山勝染工さんのこれまでの歴史の中で、今回のプロジェクトを通じて新たなプロダクトを制作することは、どのような意味がありますか?

僕らって次の世代に残すために何やったら正解というのがない中で、今探しているんですよ。今回のプロジェクトに参加して、海外に行くことが本当に正解かもどうかわからない。でも挑戦しないと、その答えを探さないと次に残らないから、やらないといけないかなと思ってる。次の10年20年って言いますけど、5年先も見えないです。これだけAIが進んで、将来皆さんが洋服を着ているのかすらわからない。仮想現実になれば服を着る必要もなくなりますもんね。でも、そこで着物っていう文化的な価値のあるものって、やっぱり大事になってくるんじゃないかなって思っています。

今回発表するプロダクトは「コート」ということですが、具体的にどのような素材をどのような工程で制作されていますか? 

染めの工程は着物と同じように、赤染めをしてから黒染めをします。素材はウール100%です。昔はウールの着物もありましたから、技術的に難しいとかっていうことはないないですよ。

デザイナーとのコラボレーションの中で、新しい技術や、新たに取り入れた思考、視点の変化はありますか?

僕らもアパレルのお仕事をやっているので、自らやっちゃうところがあるけど、プロフェッショナルとしてやれる範囲はあくまでやっぱり染め。やっぱり分業しないといけないということを改めて認識しました。きちんとデザイナーにデザインをしてもらって、それを僕らがきちんと染めて、一つのものを完成するという事です。
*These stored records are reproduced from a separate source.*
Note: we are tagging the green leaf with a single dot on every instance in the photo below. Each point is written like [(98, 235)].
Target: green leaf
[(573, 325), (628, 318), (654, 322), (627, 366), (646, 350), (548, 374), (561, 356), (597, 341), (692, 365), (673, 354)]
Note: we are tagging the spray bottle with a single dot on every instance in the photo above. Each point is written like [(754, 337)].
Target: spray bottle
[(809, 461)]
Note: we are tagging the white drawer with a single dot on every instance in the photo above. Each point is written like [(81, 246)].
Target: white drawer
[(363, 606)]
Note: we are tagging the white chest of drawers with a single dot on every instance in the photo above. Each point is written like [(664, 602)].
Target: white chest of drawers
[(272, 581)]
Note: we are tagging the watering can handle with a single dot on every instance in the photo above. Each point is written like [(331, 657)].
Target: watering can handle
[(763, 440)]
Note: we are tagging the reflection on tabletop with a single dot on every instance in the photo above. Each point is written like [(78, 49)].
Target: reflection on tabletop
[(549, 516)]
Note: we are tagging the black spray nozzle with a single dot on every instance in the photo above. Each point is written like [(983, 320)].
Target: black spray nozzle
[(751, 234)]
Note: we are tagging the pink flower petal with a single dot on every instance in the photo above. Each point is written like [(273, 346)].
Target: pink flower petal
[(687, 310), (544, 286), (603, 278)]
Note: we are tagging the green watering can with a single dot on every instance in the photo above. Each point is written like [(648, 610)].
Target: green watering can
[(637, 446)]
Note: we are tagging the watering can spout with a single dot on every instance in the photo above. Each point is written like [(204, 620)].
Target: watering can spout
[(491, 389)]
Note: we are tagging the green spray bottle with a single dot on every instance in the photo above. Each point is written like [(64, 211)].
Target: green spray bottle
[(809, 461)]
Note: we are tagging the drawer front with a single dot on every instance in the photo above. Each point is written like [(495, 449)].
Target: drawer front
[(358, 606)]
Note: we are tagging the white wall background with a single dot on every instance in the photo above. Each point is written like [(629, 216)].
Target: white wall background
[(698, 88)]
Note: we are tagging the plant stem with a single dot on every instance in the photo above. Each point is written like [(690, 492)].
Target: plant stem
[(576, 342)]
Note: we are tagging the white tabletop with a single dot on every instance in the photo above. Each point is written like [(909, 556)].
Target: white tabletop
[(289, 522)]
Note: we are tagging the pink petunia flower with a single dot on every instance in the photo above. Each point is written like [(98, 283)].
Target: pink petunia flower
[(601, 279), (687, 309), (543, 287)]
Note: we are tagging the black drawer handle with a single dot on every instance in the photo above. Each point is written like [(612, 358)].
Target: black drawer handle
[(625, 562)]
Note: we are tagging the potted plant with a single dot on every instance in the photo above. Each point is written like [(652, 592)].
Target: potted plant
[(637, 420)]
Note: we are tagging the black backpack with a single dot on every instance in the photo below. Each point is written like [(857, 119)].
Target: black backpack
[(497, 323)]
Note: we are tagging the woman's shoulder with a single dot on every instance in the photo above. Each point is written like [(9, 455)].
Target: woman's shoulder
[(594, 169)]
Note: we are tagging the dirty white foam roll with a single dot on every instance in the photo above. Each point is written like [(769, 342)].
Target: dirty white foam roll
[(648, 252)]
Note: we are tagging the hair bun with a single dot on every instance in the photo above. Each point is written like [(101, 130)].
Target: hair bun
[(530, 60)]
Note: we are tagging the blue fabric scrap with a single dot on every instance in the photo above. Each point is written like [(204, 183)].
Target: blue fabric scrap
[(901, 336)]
 デザイナーさんとのやり取りの中で、今回、一つのテーマとして着物文化というのをヨーロッパに展開するために、着物というものをずいぶん解釈し直していると思いますが、出来上がってきているものを見て、中村さんとしてはこれは新しいチャレンジだと感じていますか。

そこはちょっと難しいところです。僕はスタートの段階で、着物でも着れるようにした方がいいかなっていう話をしたんです。でも上がってきたものは着物の袖は入らないデザインだった。でも、ヨーロッパでのアウトプットを知ってるデザイナーが、女性目線で女性が着るものって考えた時に、この方がいいと思った訳なので。お任せした以上は、僕らの仕事は、それをまず忠実にまず作ることだと思っています。

今回のプロダクトを作るのに関わってる山勝染工さんは、4、5年ぐらい前に一度アメリカに進出するっていうチャレンジをされていますよね。そこで学んだこととかも踏まえての今回のプロジェクト参加だと思いますが、前回から今回のチャレンジへ生かされている点はありますか。さんは何人くらいですか。

前は僕らの作っているものをアメリカ流にして持っていくっていう話だったんですが、アメリカで売りたかったら、アメリカ人にデザインさせないとダメだよって言われたんです。アメリカ市場に出ていこうと思った時には、今のものを全部捨てて、アメリカ仕様にしないと出ていけないんですよね。まず、サイズが違う。それにやっぱり文化が違うので、僕がいいと思ったものが、向こうがいいと思わない。だから、さっき言ったように、デザイナーの古川さんが現地にいるんであればね、その人と話をすればいいかなと思う。